3 JUNE 2006, Page 64

Little gods

Jeremy Clarke

At the weekend my brother and his wife plus children and terriers came to stay. My brother is a large rugby-playing policeman. His wife, also an agent of law and order, is something high up in the drugs squad. The children, a boy aged seven and a girl aged five, are engagingly under the impression that they are small deities whose every whim must be pandered to immediately. The terriers, Harry and George, are elderly, slightly senile male Border terriers. I was especially glad to see Harry and George, and they were delighted to see me.

Harry and George have long and distinguished pedigrees, clear evidence of which is in Harry’s undershot jaw and George’s epilepsy. But it’s a tribute to the character of the Border terrier that, in spite of generations of in-breeding to satisfy the aesthetic whimsies of the Kennel Club, they still want to kill foxes. Our Jack Russell terriers have always been happy to have a go at anything from a butterfly to a badger. (I once read in a newspaper that a Jack Russell had sprinted into a circus ring and attacked the performing elephant.) But Harry and George are aloof even from rabbits. Originally designed for fox work, they are sticking to fox work — though if foxes are unobtainable they try to rip the throat out of a passing dog now and again, just to keep in practice.

Naturally, this has been a source of anxiety for my brother and his wife. For as P.G. Wodehouse has observed, the world is divided into two kinds of people: those who can break up a dog-fight and those who can’t. And my brother’s wife can’t. Once they’ve latched on to a foe, my brother’s Borders have to be strangled almost to unconsciousness to make them release their grip. I hadn’t seen Harry and George for some months and was surprised by how old, fat and blind Harry had become.

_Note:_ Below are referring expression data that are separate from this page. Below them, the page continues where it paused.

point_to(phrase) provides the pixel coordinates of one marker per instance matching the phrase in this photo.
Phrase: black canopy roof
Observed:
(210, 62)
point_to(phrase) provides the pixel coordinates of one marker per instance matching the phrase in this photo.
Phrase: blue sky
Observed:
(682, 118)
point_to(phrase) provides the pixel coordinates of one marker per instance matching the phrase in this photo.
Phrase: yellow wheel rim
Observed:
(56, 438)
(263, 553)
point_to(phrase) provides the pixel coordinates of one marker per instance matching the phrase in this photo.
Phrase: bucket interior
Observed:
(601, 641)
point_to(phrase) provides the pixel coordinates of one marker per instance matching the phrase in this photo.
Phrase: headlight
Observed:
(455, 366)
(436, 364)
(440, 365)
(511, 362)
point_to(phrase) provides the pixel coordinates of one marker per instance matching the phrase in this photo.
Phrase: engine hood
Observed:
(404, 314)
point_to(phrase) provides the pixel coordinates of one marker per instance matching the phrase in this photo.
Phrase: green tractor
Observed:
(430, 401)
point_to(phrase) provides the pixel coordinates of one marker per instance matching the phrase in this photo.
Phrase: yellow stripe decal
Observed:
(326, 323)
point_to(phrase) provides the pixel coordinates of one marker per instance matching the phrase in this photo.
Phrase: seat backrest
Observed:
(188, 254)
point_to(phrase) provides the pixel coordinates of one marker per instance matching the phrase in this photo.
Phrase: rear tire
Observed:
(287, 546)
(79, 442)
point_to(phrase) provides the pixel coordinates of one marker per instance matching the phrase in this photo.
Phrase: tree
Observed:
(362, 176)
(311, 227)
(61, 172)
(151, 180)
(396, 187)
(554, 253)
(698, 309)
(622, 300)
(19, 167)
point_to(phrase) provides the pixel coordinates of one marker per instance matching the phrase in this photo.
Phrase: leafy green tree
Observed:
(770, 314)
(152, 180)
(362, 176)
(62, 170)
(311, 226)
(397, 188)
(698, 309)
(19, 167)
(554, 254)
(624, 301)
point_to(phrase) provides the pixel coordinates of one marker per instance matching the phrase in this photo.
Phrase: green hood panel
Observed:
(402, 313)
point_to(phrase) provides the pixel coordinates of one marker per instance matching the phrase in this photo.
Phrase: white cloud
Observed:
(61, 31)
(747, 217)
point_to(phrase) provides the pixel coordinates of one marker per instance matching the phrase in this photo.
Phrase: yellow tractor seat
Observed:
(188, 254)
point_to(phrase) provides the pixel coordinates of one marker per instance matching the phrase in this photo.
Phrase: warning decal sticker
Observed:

His breath hadn’t got any sweeter, either. Harry has the vilest breath of any dog I have ever known. It’s sometimes amusing to ask guests to settle a family dispute. Would they say Harry had bad breath, or wouldn’t they? Harry is summoned and made to sit. The visitor bends, patronises, tentatively sniffs, then is flung backwards, as if by a powerful motive force. Some retch, others swear. All pull extraordinary faces. My brother should write to the Prime Minister about Harry’s terrible breath; if all else fails, perhaps Mr Blair could somehow threaten the Iranian President with it.

Mealtimes are invariably an ordeal when my brother’s family comes over. The two children consider the formality of sitting down and feeding at a dining table to be a form of ritual abuse and never fail to make a scene. When I was called to the lunch table on the first day, the boy was standing beside the table bawling his eyes out. The reason, I was told, was that he’d ordered the chef not to give him any baked beans with his sausages and chips. The chef (his grandma) had complied with the directive, but the boy was throwing a wobbler because during the dishing-up process a baked bean had touched his plate.

‘Where did it touch?’ said his father crossly. ‘Show me.’ Concerned parents, anguished chef and sceptical uncle clustered around the boy’s plate and followed his accusing fingernail as it skirted the bacon rasher and came to rest beside a tiny brown grease mark. ‘Darling, we are all so sorry,’ said his mother. ‘Rubbish,’ said his father, who wouldn’t have passed his sergeants’ exam without recognising a mark left by a baked bean. ‘That’s grease left by the sausage that has rolled over and rolled back again.’ To test his theory I flicked the sausage away from its partner then back again. The mark left on the surface of the plate was identical to the one under suspicion. ‘There!’ said my brother. ‘It’s a sausage mark.’ And the boy burst out wailing again. After lunch we sat around in the sitting room and worshipped the children. Being egocentric deities, they demanded our attention at all times. If adult attempted to speak to adult they interrupted with a banality. The trick is pretty much a reflex with them. We could comment on their games or praise them, but not speak among ourselves.

To divert the agnostics among us, I passed around a semi-automatic bloodpressure monitor I’d recently bought in a sale, and noted down the results. This the children permitted, as long as we took our own blood pressure, and did it quietly. My brother won, with a blood pressure of 160 over 100, which, according to the leaflet, was dangerously high. Later on there was another fortunate diversion, in the shape of the man who sells spinach door-to-door in the village. He’s been depressed lately. ‘Ah, Brian!’ we chorused as his drooping figure appeared in the doorway. ‘Would you mind settling a family dispute?’